As redes sociais afetaram o andamento das CPIs para pior. Confesso que eu errei essa aposta nos áureos tempos das comissões que apuravam o escândalo do mensalão. Eu entrei no YouTube em 2006 e no Twitter em 2007. Imaginava que, uma vez universalizadas, essas tecnologias iriam escancarar de forma irreversível as entranhas da política. Haveria então, pressão popular para que a investigação realmente fosse adiante e punisse culpados.

Infelizmente, os políticos continuam sendo muito mais espertos que o cidadão comum. Não é à toa que são líderes. E aqui não falo de esperteza no sentido pejorativo, de corrupção ou ladroagem. É a esperteza de saber usar em próprio favor uma ferramenta disponível para todos. A maioria das pessoas, infelizmente, além de não conseguir usar, se deixa usar.

Com as redes sociais, o destaque não é mais dado apenas pela exposição em televisão ou na imprensa.
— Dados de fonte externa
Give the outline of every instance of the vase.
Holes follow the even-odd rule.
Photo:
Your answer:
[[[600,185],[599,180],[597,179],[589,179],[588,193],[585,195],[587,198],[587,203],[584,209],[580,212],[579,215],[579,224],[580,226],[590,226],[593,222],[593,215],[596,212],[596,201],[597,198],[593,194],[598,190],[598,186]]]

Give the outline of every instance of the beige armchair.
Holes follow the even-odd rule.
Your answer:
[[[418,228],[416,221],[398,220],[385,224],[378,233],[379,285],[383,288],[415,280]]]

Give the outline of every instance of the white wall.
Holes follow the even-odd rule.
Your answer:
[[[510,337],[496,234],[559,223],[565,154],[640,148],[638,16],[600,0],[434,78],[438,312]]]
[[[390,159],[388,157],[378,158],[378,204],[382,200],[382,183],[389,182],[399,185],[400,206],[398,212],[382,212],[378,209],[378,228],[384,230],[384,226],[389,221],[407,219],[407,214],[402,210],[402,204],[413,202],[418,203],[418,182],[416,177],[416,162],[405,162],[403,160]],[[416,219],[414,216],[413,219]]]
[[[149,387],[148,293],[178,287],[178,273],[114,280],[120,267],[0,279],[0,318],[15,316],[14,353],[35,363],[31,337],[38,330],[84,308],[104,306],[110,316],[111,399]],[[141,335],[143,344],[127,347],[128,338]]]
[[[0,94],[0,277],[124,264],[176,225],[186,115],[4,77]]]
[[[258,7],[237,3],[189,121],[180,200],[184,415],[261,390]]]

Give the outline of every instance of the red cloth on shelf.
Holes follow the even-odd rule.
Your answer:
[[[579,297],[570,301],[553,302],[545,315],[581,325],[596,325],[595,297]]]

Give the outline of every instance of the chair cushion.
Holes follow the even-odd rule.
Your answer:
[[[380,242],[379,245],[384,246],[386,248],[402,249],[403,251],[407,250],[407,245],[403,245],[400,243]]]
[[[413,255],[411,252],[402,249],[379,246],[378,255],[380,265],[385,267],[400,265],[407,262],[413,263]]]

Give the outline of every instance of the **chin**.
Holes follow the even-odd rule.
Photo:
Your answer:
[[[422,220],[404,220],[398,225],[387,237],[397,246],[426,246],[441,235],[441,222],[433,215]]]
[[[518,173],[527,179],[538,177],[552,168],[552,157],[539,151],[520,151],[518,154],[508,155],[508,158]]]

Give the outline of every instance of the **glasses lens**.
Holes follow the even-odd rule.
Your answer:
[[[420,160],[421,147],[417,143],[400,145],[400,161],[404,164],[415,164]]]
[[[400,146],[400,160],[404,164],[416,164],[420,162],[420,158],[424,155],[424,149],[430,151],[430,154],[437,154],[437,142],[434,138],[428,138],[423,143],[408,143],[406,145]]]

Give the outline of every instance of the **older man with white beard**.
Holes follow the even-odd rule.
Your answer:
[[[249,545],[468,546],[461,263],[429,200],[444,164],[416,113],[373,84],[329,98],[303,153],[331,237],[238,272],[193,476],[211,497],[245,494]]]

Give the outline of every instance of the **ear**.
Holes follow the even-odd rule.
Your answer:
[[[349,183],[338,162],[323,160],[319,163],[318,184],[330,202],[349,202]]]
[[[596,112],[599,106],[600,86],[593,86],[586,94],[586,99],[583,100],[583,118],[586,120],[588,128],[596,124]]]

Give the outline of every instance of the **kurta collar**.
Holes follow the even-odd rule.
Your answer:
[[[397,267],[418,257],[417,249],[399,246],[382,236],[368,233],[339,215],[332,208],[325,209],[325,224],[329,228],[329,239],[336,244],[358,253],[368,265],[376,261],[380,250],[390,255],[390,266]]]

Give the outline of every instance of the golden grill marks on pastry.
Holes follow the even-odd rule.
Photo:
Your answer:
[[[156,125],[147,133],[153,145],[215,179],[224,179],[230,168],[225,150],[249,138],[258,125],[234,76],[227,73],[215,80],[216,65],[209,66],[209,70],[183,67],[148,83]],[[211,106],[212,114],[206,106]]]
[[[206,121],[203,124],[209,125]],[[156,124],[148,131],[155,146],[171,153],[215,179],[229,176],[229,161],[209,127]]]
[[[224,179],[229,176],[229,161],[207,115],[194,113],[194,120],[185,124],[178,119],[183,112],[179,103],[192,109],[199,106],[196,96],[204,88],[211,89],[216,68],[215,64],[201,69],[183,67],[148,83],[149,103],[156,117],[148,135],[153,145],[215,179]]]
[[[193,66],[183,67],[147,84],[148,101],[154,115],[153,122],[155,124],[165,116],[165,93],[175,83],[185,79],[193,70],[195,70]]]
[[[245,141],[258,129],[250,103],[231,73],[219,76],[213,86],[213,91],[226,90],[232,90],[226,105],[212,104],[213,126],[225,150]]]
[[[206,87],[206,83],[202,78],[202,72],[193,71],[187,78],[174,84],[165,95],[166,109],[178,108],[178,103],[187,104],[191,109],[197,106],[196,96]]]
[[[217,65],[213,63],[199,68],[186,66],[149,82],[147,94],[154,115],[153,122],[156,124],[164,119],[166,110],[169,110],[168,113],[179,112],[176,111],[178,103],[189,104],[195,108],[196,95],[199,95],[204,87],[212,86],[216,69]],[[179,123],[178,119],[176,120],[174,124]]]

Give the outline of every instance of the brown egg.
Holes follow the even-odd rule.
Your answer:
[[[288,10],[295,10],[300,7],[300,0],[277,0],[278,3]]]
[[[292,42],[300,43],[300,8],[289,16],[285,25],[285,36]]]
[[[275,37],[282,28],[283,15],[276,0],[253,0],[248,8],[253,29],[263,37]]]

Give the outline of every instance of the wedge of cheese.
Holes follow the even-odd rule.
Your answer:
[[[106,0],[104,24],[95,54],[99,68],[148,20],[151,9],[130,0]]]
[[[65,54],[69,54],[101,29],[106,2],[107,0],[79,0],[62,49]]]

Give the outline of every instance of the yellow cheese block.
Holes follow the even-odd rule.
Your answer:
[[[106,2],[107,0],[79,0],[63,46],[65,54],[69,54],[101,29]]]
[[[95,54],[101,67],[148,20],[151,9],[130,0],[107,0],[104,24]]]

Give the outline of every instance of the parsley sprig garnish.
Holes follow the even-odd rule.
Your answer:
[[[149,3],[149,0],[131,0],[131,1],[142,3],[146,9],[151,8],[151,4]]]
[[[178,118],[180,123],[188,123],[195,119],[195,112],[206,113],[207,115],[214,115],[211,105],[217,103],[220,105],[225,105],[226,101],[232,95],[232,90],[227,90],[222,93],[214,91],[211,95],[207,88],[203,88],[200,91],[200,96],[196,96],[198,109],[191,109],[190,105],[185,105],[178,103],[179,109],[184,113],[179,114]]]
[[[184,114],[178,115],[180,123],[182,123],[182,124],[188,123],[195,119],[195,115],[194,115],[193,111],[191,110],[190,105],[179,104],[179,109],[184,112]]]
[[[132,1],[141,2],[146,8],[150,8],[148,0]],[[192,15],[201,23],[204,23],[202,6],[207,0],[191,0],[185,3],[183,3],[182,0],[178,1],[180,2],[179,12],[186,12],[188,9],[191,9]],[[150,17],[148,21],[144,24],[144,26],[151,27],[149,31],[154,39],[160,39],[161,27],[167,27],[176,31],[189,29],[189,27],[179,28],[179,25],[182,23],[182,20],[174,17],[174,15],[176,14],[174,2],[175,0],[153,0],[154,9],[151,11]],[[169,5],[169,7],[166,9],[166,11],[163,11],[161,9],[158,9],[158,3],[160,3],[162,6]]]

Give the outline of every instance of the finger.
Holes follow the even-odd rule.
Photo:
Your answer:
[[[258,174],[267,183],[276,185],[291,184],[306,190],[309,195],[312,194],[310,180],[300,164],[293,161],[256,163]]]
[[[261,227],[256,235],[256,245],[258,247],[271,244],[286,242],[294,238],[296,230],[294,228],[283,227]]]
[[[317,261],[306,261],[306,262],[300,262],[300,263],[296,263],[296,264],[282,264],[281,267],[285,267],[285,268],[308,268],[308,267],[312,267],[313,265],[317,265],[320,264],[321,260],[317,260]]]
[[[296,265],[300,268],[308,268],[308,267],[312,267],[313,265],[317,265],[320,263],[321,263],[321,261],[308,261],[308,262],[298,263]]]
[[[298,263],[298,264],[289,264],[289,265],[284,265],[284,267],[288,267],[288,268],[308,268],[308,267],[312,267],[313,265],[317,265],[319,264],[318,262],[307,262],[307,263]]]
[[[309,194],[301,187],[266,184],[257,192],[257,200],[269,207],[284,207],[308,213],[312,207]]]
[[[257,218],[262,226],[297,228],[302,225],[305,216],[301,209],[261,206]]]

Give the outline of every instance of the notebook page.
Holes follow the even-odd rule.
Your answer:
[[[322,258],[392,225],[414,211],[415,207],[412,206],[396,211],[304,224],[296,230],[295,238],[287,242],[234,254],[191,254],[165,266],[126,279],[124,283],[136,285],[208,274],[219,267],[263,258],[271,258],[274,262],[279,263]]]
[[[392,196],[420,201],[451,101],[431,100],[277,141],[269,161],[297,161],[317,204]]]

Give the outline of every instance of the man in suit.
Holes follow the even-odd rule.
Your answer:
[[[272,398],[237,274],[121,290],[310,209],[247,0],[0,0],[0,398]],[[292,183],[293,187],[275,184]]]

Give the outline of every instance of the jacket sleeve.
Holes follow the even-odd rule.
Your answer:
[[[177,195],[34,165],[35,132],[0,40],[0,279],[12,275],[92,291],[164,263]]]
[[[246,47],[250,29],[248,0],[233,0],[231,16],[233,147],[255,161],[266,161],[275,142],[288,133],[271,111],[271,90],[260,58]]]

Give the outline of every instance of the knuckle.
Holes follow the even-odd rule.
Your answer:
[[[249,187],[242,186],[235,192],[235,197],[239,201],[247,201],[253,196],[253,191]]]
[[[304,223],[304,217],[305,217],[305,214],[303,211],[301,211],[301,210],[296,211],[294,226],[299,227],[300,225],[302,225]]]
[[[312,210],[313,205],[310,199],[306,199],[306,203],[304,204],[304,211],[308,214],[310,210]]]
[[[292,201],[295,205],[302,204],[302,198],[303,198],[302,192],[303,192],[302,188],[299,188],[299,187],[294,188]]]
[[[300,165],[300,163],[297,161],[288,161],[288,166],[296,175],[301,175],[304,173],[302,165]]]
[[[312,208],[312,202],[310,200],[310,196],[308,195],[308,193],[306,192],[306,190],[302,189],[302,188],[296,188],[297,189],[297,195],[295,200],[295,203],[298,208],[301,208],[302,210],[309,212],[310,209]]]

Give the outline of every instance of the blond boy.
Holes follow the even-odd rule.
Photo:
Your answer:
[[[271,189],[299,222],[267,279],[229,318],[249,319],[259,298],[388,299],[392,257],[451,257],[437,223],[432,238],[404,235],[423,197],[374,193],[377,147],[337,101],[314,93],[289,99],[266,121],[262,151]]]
Também é necessário ponderar que os políticos têm assessoria e verba para o uso das redes, embora muitas vezes pareça que são intuitivos. Se tivesse a mesma estrutura, o cidadão comum iria se virar muito melhor. Há um recorte que fazemos com muita clareza entre os políticos que tinham uma estrutura caríssima de mídia e os que agora usam as redes com menos recursos.

Agora se vê muito menos o que costumávamos chamar de “candidato sabonete”. O apelido não era por ser escorregadio, mas por ser um produto como qualquer outro de consumo. Se criava uma história e produtos de mídia para vender uma ideia e o candidato era apenas a cara colocada no meio da estrutura.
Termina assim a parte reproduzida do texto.